Tourism is serious business in France. And so this week, the Tourism Office of the Haute-Garonne Department held their annual press conference to explain their strategy for marketing their corner of France and attracting those economically important tourists.
In a Department that stretches from the cosmopolitan city of Toulouse to the upper reaches of the Pyrénées, it’s a varied stretch. But seducing those tourists is critical, particularly for those small, independent businesses that produce local delicacies or run lodging of some sort.
To that end, this year’s promotional focus will be: The Secret Haute-Garonne. Yes, people know about the big mountains, the Canal du Midi, and la Ville Rose. But there’s so much more that even many locals, who account for over half the tourists, don’t know about it.
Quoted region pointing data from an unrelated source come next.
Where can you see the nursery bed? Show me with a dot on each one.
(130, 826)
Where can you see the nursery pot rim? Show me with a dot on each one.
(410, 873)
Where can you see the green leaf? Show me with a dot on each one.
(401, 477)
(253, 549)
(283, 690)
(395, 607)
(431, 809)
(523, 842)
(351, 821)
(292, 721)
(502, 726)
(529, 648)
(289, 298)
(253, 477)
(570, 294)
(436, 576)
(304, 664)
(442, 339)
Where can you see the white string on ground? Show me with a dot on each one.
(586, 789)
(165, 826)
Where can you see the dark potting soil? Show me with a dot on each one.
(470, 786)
Here are 5 “secret” places to visit in Haute-Garonne mentioned this week:
Félix Trombe Cave Network
This is France’s longest cave network and goes to depths of more than 1,000 meters. It can be spectacular, but it’s also not for beginners or casual hikers. There are 53 points of entry, many of them just narrow crevices, and its advised to connect with one of many guides in the regions.
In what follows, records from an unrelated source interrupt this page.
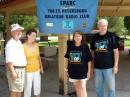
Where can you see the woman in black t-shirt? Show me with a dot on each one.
(79, 63)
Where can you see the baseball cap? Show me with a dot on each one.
(15, 27)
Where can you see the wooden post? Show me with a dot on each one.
(63, 87)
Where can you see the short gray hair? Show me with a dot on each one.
(104, 21)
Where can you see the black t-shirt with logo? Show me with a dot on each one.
(103, 46)
(78, 58)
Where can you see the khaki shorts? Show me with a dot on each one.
(18, 84)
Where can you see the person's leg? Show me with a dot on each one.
(110, 82)
(28, 84)
(99, 82)
(37, 84)
(80, 87)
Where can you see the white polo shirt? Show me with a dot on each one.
(14, 53)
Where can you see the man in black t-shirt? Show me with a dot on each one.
(105, 52)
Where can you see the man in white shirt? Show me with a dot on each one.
(16, 61)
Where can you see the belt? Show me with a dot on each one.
(19, 66)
Nostradamus and Martres-Tolosane
The town is known for its pottery community and for being a famous archaeological site of the Gallo-Roman era. But it holds another claim to fame. That great future forecaster Nostradamus has a prediction that some have interpreted to mean there is a great treasure buried beneath this town.
This small village boasts an unusual history and architecture. In the middle of the nineteenth century, the Marquis de la Panouse inherited this land. Taking inspiration from some of the utopian ideals that were being incorporated into some workers’ cities at the time, the Marquis had more than 20 buildings constructed for employees. The houses mix such styles as Flemish, Moorish, Scandinavian, and Baroque. Definitely a strange collection that stands out in the Southwest of France.
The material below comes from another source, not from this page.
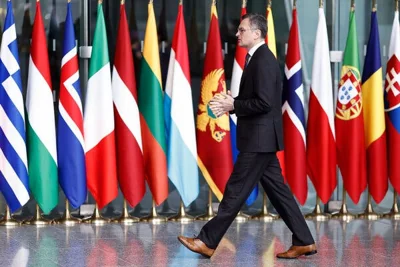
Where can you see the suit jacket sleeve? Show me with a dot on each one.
(264, 81)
Des petites filles modèles à Verfeil
The titular characters were inspired by real-life Madeleine and Camille de Malaret from Verfeil, and who are now buried there. There is a very small museum dedicated to the book and the girls. The first book in the series was made into a film in 2016, “Les malheurs de Sophie,” which brought some renewed attention to the little town and its “Petites Filles.”
La Cathédrale de Saint-Bertrand-de-Comminges
The cathedral has Romanesque-Gothic architecture, Renaissance windows, carved wooden choir-stalls, and a 16th Century organ. It was a stopping point centuries ago for a pilgrimage. And getting to the church will take you through the medieval town which is spectacular in its own right.